One area where there seems to be consensus is the need to improve the county’s Department of Permitting, Inspections and Enforcement. Graf said cutting down on the long waits and red tape that goes with getting all the approvals to actually start building projects that have been given the green light is needed, and the council seems ready to increase funding in that agency’s budget to improve service and response times.
But the budget crunch that’s taking up most of the council’s time right now is something that she said will be exacerbated by a new restriction, since fewer homes will get built and less revenue will come in.
Throughout the year, County Executive Angela Alsobrooks has been calling to increase the county’s commercial tax base, something Harrison believes will come when there’s a big enough population to demand it.
“Our dollars are good enough to be spent here in Prince George’s County,” Councilman Sydney Harrison said.
But Graf said those dollars will get spent elsewhere because restaurants and retailers won’t come without the population to serve it.
“Higher end retail do look at rooftops and how many people they can serve and if they have concerns about future growth in the county then they’ll look at going elsewhere,” Graf said. She’s hoping for a fiscal impact study before a final vote occurs.
But Blegay said that previously many developments never delivered on the amenities and new schools that were promised when they were built.
“You can’t have your cake and eat it too,” she said. “Either we have to focus on building the infrastructure as a county and we slow down some places that we don’t have the infrastructure, or we increase impact fees and then they pay for a lot more. And, if they’ll be able to pay for all the roadways and even pay for the schools and all of those things, then we can move forward.
“No one wants that bill,” added Blegay.
This argument is in the background while the council has also prioritized housing affordability. Harrison, who is opposed to the restrictions, said a recent study found the DMV will need more than 300,000 new housing units by the end of the decade.
“We as a jurisdiction have an obligation and a responsibility that we create the affordable housing options and housing opportunities for all,” Harrison said. “When you look at the opportunity of town home villas, those actually build equity within single family housing units because right now these town home villas, they’re not your traditional 1970s town house. They are actually town homes that are villas that are very nice.
“Those are the type of housing options that create affordable housing,” he also argued.
Graf also took note that areas like Arlington and Alexandria are having arguments in the other direction, with government leaders there pushing for denser development.
“That’s a national trend to go away from single family zoning and more toward higher density, mixed use development, where you get some retail, you get some town houses, you get some multifamily,” Graf said. “It’s better on your infrastructure because it’s more condensed, and you get the fees and all that stuff to help pay for a lot of the other infrastructure and you get the amenities people want.”
But Dernoga and Blegay have stressed repeatedly they’re not flatly against denser development.

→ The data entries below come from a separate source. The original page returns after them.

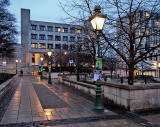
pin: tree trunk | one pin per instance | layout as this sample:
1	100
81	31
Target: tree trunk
131	75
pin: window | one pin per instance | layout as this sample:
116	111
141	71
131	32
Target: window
72	39
72	46
33	36
57	46
50	28
57	29
79	39
65	47
50	46
50	37
42	45
34	27
34	45
72	30
65	30
42	37
79	31
42	28
57	38
65	38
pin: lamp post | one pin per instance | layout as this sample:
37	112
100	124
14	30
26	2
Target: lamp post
97	21
41	58
16	65
49	67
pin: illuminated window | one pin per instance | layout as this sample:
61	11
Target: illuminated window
79	39
33	36
50	28
65	38
72	46
57	38
34	45
72	30
57	46
65	47
50	46
139	32
72	39
42	37
50	37
157	23
57	29
147	14
78	31
34	27
42	46
65	30
147	32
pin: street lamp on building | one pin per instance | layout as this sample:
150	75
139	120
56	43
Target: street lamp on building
41	58
49	66
97	21
16	65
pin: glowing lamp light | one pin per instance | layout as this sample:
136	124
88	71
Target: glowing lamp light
41	58
98	19
49	53
65	53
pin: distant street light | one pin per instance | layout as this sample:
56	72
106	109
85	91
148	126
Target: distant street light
16	65
41	58
97	21
49	67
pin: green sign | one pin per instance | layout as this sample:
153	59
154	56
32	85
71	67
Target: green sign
99	63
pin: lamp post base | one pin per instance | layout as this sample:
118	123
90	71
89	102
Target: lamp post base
49	78
98	106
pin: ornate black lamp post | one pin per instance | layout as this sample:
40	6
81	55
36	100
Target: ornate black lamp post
16	66
97	21
49	67
41	58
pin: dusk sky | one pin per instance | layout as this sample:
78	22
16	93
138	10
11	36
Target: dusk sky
41	10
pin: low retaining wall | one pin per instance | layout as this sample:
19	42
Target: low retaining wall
133	98
4	86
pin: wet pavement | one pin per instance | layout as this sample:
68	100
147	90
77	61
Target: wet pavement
35	103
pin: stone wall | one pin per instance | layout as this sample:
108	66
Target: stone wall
133	98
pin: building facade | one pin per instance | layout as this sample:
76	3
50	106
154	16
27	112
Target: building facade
38	37
8	64
146	35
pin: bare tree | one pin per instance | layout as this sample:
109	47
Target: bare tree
8	30
129	26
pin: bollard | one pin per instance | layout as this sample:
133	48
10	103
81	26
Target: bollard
121	80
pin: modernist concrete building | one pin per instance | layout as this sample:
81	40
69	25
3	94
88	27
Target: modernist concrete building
37	37
8	65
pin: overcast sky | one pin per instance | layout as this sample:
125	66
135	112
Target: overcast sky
41	10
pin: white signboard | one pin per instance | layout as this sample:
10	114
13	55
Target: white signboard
97	75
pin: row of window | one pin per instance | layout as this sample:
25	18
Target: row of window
50	46
57	38
56	29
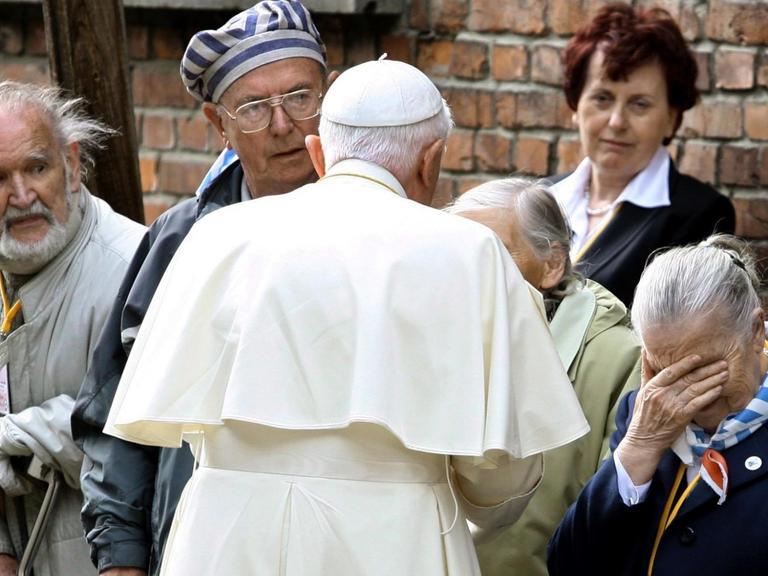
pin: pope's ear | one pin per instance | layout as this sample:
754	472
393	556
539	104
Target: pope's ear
315	149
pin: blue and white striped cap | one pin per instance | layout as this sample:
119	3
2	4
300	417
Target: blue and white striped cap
269	31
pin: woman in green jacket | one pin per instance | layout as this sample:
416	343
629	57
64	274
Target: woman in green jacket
591	330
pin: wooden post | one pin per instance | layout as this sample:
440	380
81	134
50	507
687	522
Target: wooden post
87	54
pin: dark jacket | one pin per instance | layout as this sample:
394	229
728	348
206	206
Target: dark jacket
601	536
131	491
618	255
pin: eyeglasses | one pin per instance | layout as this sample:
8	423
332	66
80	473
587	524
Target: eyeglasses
254	116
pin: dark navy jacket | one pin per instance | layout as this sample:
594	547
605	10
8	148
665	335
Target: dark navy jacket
601	536
619	254
131	491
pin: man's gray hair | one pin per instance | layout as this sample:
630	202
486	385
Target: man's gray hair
67	117
396	148
716	277
542	222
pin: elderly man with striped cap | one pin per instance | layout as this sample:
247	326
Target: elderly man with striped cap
260	78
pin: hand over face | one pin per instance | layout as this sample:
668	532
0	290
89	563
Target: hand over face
668	400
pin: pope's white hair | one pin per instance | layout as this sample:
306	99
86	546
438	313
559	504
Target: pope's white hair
715	280
66	117
396	148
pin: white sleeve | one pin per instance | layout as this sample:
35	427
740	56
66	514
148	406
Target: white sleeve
630	494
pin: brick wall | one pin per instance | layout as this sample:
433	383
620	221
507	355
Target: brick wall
498	65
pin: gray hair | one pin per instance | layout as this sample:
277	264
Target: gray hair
542	221
716	276
396	148
66	116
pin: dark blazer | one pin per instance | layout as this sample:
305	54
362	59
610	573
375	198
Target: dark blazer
617	257
599	535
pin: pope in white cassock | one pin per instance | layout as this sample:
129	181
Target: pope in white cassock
357	372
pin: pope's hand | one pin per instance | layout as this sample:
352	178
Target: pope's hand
665	404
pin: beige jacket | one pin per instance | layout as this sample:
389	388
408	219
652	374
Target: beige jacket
64	307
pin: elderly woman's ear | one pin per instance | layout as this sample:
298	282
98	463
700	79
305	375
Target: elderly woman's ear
758	329
554	268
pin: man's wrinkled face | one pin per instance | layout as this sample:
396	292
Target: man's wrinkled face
274	159
36	186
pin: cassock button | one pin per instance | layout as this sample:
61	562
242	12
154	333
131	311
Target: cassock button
687	536
753	462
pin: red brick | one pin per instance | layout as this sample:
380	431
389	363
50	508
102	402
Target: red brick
763	165
713	119
689	21
493	152
148	172
762	70
469	60
703	82
11	38
193	132
518	16
471	108
158	132
756	120
153	208
569	154
182	173
532	155
734	69
158	84
699	159
465	184
444	192
509	62
506	109
334	48
546	65
566	16
434	58
398	48
418	15
30	70
538	109
751	217
739	166
138	42
168	44
35	40
449	15
742	22
459	153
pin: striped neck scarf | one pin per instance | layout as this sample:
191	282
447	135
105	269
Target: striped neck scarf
733	429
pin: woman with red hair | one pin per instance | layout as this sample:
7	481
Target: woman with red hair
629	77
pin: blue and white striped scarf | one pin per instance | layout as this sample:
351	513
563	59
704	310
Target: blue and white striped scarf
733	429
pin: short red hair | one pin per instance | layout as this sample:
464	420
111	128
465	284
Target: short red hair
630	38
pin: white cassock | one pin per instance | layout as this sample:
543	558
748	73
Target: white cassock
325	350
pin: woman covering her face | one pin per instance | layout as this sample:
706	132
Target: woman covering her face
590	327
685	490
629	77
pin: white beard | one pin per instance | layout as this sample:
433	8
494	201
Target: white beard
25	258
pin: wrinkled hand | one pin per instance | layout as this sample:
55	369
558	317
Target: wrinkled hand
665	404
8	565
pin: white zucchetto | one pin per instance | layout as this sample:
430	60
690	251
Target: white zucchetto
381	93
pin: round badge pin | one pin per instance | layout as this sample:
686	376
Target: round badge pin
753	463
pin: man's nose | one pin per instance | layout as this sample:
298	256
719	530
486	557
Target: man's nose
22	194
281	123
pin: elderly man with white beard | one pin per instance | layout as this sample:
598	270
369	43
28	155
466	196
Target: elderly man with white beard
63	253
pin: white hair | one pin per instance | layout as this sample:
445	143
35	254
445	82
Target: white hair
714	278
543	223
396	148
66	117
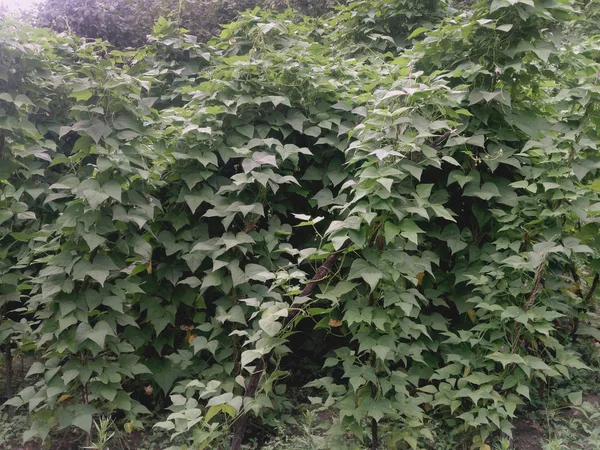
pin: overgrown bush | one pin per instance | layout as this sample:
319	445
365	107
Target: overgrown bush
127	23
406	199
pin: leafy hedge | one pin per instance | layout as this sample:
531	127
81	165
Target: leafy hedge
127	23
396	206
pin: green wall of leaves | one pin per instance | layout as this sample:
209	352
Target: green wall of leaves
403	194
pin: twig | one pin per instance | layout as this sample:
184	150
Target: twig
586	302
530	301
436	142
239	428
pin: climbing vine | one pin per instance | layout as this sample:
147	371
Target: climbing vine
403	194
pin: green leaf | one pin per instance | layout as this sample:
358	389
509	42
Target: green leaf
410	230
362	269
576	398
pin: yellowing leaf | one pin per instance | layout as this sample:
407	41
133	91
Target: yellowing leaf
335	323
472	315
128	427
63	398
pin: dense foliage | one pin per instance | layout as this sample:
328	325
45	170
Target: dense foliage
127	23
395	207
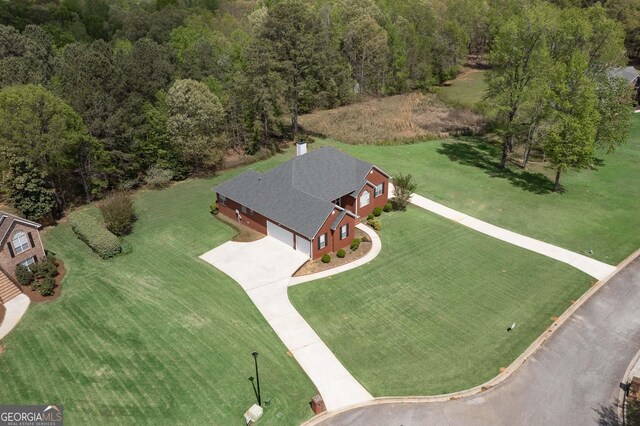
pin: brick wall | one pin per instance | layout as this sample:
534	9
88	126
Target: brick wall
9	263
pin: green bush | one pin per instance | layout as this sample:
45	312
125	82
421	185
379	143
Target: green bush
127	248
24	275
46	286
89	230
118	212
375	224
157	177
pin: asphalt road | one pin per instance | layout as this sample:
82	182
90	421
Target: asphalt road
573	379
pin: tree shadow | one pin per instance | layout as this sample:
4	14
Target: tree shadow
608	415
484	155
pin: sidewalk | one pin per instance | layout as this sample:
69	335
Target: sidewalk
265	282
15	309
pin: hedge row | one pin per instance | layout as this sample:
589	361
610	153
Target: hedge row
95	235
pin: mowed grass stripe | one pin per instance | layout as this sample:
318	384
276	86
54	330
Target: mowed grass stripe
156	336
598	211
430	314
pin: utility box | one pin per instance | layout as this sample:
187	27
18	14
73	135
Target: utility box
253	414
317	404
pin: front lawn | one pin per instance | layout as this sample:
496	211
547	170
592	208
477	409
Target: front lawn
599	210
430	314
154	337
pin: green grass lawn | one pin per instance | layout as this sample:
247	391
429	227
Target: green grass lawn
599	211
430	314
154	337
466	90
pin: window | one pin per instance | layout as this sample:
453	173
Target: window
365	198
344	231
322	241
28	262
20	243
379	190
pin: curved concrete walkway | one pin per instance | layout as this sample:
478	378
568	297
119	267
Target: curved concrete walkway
573	379
15	309
266	281
595	268
376	246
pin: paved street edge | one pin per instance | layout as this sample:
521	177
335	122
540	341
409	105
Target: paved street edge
515	365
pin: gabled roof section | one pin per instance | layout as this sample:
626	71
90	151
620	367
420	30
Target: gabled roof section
299	194
7	221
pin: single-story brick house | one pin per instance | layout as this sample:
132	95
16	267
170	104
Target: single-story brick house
20	244
312	202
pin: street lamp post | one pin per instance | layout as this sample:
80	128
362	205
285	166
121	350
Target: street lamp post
255	359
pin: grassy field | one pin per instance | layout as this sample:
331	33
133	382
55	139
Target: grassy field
466	90
598	211
156	336
392	120
430	314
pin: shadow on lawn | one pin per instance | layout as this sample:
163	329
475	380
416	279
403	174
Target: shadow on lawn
484	155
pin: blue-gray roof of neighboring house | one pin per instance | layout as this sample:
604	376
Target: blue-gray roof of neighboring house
299	193
628	73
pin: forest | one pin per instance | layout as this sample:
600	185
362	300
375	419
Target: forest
99	95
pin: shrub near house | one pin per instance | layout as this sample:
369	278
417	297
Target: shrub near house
95	235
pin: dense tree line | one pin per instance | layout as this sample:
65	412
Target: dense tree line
550	83
94	93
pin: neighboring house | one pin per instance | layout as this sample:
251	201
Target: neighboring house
631	75
312	202
20	243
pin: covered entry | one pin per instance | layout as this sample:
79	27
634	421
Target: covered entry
303	245
280	233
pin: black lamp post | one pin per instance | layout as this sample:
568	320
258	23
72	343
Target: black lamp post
255	359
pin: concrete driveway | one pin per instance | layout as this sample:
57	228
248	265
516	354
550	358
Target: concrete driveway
573	379
263	268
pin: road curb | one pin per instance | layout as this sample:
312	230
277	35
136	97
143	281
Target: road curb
512	368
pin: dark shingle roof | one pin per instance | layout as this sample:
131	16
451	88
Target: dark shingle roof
299	193
337	220
6	222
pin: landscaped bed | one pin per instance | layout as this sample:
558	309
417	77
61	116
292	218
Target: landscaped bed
596	216
35	296
430	314
317	265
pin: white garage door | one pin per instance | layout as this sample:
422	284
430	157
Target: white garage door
303	245
280	233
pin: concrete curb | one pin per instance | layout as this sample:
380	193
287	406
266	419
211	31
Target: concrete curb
626	379
376	246
517	363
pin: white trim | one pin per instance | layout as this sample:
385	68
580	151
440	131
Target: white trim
19	220
20	247
368	198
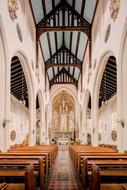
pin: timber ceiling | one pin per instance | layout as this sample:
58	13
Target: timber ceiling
18	82
108	87
63	29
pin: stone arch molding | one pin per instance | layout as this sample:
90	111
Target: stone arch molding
4	84
57	91
122	93
30	84
84	115
99	73
42	114
95	90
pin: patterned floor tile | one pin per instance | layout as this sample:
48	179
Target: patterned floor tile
63	176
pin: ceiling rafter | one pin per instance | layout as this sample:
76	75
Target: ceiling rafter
66	72
63	77
45	23
71	34
63	57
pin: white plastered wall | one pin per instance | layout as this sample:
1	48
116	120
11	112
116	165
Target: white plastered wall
26	52
101	51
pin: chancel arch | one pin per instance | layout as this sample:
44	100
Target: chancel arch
40	119
22	101
122	93
63	118
4	83
87	118
105	101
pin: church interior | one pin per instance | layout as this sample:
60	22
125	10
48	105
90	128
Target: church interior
63	112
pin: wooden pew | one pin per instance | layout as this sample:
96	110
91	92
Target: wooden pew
105	166
31	155
37	163
51	149
95	156
73	150
27	173
99	160
3	186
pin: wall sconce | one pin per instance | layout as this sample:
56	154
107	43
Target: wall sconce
121	122
5	122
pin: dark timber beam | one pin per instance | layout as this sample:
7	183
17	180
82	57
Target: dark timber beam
63	65
74	83
42	30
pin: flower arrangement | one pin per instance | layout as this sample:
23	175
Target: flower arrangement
121	122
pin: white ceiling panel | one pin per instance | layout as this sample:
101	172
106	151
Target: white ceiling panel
52	40
45	47
74	42
67	39
59	39
76	73
89	10
37	9
48	5
50	73
82	46
70	2
78	5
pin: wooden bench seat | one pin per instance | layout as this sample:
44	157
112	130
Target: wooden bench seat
98	156
103	175
30	155
19	172
3	186
38	167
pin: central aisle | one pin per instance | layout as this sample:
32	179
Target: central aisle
64	176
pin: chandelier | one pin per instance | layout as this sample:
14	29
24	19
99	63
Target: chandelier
63	108
104	101
22	100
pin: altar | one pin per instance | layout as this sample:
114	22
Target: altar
63	144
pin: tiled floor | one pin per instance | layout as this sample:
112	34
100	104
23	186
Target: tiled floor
63	176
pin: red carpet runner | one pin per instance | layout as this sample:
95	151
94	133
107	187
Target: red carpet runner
64	176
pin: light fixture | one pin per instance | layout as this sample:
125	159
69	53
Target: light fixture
104	101
22	100
63	109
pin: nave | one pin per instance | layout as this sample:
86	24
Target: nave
45	167
63	176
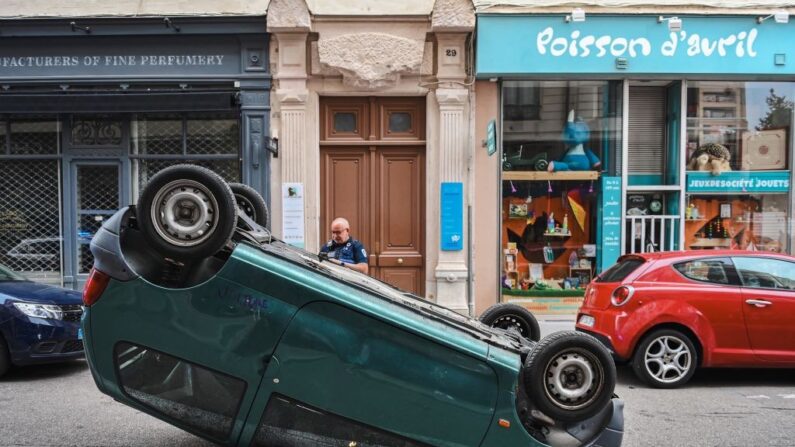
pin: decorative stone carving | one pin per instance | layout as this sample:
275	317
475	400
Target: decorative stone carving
453	15
286	14
371	60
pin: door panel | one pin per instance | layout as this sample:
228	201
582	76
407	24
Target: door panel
399	216
769	306
377	182
366	363
345	192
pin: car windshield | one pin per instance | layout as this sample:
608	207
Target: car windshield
8	275
382	289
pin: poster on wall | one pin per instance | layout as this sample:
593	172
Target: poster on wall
611	222
293	214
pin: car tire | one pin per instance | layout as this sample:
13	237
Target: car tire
187	212
250	203
665	358
5	357
569	376
511	316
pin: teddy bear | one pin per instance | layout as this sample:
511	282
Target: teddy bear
710	157
578	157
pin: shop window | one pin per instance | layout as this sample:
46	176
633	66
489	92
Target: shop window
741	221
521	101
200	398
716	271
287	423
559	138
766	273
739	126
33	135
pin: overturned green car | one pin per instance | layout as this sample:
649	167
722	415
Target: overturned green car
196	315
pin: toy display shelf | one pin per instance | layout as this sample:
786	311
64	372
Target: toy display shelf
541	175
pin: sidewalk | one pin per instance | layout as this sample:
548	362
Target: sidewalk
554	323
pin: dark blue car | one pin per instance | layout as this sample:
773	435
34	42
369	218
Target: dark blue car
38	323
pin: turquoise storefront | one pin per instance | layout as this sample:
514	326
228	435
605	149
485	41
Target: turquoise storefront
637	133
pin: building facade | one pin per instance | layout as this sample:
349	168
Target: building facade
372	107
95	98
627	130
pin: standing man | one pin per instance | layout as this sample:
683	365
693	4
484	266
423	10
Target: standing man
346	250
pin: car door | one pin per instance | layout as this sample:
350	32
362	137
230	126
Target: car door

“We’re supporting a lot of development in places that are smart growth and make sense and we’re saying don’t do the development in these other areas that are going to create more problems than they solve,” Dernoga said. “We’re trying to transition that development to better locations that make more sense so we’re saving in the long run.
“You can’t have it both ways,” he added. “Thirty years of doing the wrong thing and digging yourself a big hole, at some point you need to wake up.”